Semantic concept detection refers to the task of assigning an input video sequence one or multiple labels indicating the presence of one or multiple semantic concepts in the video sequence. Much of the prior research work deals with the problem in au isolated manner, i.e., a binary classifier is constructed using feature vectors from the single visual modality to classify whether or not a video contains a specific concept. However, multimedia videos comprise of information from multiple modalities (both visual and audio). Each modality brings sonic information abort the other and their simultaneous processing can uncover relationships that are otherwise unavailable when considering the modalities separately. In addition, real-world semantic concepts do not occur in isolation. The context information is useful for enhancing detection of individual concepts.
This thesis explores multi-concept learning and multi-modality learning to improve semantic concept detection in general videos, i.e., videos with general content and are captured in uncontrolled conditions. For multi-concept learning, we propose two methods with the frameworks of two-layer Context-Based Concept Fusion (CBCF) and single-layer multi-label classification, respectively. The first method represents the inter-conceptual relationships by a Conditional Random Field (CRF). The inputs of the CRF are initial detection probabilities from independent, concept detectors. Through inference with concept relations in the CRF we get updated concept detection probabilities as outputs. To avoid the difficulty of designing compatibility potentials in the CRF, a discriminative cost function aiming at class separation is directly-minimized. Also, we further extend this method to study an interesting "20 questions problem" for semantic concept detection, where user's interaction is incorporated to annotate a small number of key concepts for each data, which are then used to improve detection of the remaining concepts. To this end, an active CBCF approach is proposed that can choose the most informative concepts for the user to label. The second multi-concept learning method does not explicitly model concept relations but optimizes multi-label discrimination for all concepts over all training data through a single-layer joint boosting algorithm. By sharing "good' kernels among different concepts, accuracy of individual detectors can be improved; by joint learning of common detectors across different classes, required kernels and computational complexity for detecting individual concepts can be reduced.
For multi-modality learning, we develop methods with two strategies: global fusion of features or models from multiple modalities, and construction of the local audio-visual atomic representation to enforce a moderate-level audio-visual synchronization. Two algorithms are developed for global multi-modality fusion, i.e., the late-fusion audio-visual boosted CRF and the early-fusion audio-visual joint boosting.

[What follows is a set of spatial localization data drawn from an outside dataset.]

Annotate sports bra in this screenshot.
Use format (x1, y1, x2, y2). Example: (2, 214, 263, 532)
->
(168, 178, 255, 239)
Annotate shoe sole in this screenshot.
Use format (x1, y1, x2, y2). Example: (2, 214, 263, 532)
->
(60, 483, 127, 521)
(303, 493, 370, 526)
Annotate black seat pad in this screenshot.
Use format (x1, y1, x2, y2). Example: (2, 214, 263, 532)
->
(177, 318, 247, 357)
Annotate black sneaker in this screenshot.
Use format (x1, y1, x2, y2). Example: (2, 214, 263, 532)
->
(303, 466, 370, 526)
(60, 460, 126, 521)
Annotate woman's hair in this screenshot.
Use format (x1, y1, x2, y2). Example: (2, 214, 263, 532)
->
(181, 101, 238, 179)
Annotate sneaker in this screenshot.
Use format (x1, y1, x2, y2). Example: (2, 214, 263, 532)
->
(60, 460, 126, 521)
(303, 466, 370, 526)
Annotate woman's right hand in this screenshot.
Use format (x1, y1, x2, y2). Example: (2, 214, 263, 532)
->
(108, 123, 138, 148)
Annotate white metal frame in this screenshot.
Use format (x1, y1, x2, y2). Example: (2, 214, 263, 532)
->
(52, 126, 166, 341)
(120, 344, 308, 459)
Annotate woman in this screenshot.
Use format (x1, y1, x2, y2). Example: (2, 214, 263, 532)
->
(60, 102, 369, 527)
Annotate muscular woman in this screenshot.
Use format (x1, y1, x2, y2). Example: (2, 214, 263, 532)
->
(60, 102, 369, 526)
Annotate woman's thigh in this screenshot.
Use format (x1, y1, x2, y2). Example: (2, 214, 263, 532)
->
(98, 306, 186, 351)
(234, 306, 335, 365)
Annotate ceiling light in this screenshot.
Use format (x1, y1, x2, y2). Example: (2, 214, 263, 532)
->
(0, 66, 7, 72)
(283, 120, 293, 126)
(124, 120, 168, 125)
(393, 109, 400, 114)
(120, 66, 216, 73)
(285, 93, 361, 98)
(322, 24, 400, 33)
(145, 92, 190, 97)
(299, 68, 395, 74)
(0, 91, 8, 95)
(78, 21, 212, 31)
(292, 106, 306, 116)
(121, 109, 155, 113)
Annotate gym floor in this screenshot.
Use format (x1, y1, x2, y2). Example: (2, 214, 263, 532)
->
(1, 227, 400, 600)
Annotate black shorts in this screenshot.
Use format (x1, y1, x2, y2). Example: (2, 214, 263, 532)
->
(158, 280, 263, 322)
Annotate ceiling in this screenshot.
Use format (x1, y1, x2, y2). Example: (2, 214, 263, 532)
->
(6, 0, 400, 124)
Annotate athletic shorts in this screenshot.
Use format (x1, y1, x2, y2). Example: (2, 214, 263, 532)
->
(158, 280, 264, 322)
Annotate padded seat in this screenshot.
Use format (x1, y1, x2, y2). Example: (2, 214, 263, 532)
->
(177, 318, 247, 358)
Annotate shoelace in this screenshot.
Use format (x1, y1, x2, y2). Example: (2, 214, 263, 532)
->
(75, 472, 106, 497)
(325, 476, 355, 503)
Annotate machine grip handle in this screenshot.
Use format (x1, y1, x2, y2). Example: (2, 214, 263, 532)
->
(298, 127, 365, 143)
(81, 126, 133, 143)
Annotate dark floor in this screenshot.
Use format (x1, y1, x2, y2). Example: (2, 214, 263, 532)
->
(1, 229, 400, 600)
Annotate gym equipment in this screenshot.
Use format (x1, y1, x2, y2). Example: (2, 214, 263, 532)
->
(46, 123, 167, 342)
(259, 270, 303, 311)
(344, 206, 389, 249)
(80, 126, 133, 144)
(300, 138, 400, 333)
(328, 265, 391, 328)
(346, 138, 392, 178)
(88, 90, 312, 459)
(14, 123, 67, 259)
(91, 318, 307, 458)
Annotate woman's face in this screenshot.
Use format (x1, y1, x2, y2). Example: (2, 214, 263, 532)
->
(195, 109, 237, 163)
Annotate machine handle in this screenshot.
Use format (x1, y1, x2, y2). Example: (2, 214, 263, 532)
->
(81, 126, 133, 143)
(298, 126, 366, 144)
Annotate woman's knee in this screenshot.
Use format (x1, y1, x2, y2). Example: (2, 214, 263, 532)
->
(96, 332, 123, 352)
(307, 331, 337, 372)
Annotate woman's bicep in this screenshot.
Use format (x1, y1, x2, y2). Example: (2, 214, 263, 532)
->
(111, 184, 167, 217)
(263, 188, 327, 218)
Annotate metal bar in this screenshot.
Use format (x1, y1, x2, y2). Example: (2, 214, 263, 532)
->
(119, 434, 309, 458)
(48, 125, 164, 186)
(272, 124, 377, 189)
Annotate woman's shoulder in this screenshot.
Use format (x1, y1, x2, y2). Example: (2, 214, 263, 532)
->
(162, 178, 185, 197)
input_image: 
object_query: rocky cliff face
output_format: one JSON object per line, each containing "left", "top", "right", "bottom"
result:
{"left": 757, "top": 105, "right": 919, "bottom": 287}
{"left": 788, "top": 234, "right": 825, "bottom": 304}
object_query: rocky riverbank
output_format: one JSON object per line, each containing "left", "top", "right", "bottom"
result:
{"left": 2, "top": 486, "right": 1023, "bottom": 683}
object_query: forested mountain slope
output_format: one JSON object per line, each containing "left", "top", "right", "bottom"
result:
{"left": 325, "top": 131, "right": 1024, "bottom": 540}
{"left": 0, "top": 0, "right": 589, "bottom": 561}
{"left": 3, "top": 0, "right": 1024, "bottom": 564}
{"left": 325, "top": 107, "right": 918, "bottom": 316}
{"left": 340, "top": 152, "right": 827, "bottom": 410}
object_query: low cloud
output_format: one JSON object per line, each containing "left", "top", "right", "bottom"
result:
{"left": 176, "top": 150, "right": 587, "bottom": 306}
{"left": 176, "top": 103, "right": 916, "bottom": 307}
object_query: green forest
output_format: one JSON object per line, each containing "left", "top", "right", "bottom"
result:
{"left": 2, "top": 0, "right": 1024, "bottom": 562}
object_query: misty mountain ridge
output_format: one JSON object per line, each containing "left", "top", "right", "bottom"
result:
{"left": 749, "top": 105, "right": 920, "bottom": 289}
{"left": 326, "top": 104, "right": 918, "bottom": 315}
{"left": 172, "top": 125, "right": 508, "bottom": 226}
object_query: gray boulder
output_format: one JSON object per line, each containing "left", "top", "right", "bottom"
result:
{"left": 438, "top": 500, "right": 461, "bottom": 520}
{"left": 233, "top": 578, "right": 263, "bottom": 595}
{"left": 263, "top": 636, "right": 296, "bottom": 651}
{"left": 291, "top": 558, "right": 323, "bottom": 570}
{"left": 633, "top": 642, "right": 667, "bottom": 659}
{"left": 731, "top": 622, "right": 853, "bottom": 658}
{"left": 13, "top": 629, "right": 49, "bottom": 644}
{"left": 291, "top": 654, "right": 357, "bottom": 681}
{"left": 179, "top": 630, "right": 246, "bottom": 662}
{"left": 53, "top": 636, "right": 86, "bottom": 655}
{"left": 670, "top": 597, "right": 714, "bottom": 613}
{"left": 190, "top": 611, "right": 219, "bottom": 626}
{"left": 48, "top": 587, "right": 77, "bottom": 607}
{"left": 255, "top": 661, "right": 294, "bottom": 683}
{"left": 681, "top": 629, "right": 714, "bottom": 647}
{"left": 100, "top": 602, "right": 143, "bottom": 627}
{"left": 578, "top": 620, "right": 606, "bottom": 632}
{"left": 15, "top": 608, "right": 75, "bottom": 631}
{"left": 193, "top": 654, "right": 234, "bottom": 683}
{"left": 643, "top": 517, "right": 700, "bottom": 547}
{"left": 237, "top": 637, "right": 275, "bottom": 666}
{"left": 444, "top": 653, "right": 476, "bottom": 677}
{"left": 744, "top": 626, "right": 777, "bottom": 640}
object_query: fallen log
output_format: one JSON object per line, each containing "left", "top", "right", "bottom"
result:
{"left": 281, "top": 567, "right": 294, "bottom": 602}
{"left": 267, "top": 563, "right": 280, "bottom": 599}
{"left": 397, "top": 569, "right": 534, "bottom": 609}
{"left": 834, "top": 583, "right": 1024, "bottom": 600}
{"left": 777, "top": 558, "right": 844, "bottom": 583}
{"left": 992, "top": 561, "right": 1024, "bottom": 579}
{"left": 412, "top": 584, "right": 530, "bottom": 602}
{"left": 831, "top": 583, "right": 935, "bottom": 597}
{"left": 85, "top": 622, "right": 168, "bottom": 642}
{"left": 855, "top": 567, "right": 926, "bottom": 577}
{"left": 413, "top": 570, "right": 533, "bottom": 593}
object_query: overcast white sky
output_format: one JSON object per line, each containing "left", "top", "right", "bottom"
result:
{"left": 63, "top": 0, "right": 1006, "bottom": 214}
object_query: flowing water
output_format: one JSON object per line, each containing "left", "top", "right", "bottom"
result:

The first method is an extension of the above two-layer CBCF multi-concept learning approach where the inputs of the CRF include independent concept detection probabilities obtained by using both visual and audio features, individually. The second method is an extension of the above single-layer multi-label classification approach; where both visual-based kernels and audio-based kernels are shared by multiple concepts through the joint boosting multi-label concept detector. These two proposed methods naturally combines multi-modality learning and multi-concept learning to exert the power of both for enhancing semantic concept detection. To analyze moderate-level audio-visual synchronization in general videos, we propose to generate a local audio-visual atomic representation, i.e., the Audio-Visual Atom (AVA). We track visually consistent regions in the video sequence to generate visual atoms. At the same time we locate audio onsets in the audio soundtrack to generate audio atoms. Then visual atoms and audio atoms are combined together to form AVAs, on top of which joint audio-visual codebooks are constructed. The audio-visual codebooks capture the co-occurring audio-visual patterns that are representative to describe different individual concepts, and accordingly can improve concept detection.
The contributions of this thesis can be summarized as follows. (1) An in-depth study of jointly detecting multiple concepts in general domains, where concept relationships are hard to compute. (2) The first system to explore the "20 questions" problem for semantic concept detection, by incorporating users' interactions and taking into account joint detection of multiple concepts. (3) An in-depth investigation of combining audio and visual information to enhance detecting generic concepts. (4) The first system to explore the localized joint audio-visual atomic representation for concept detection, under challenging conditions in general domains.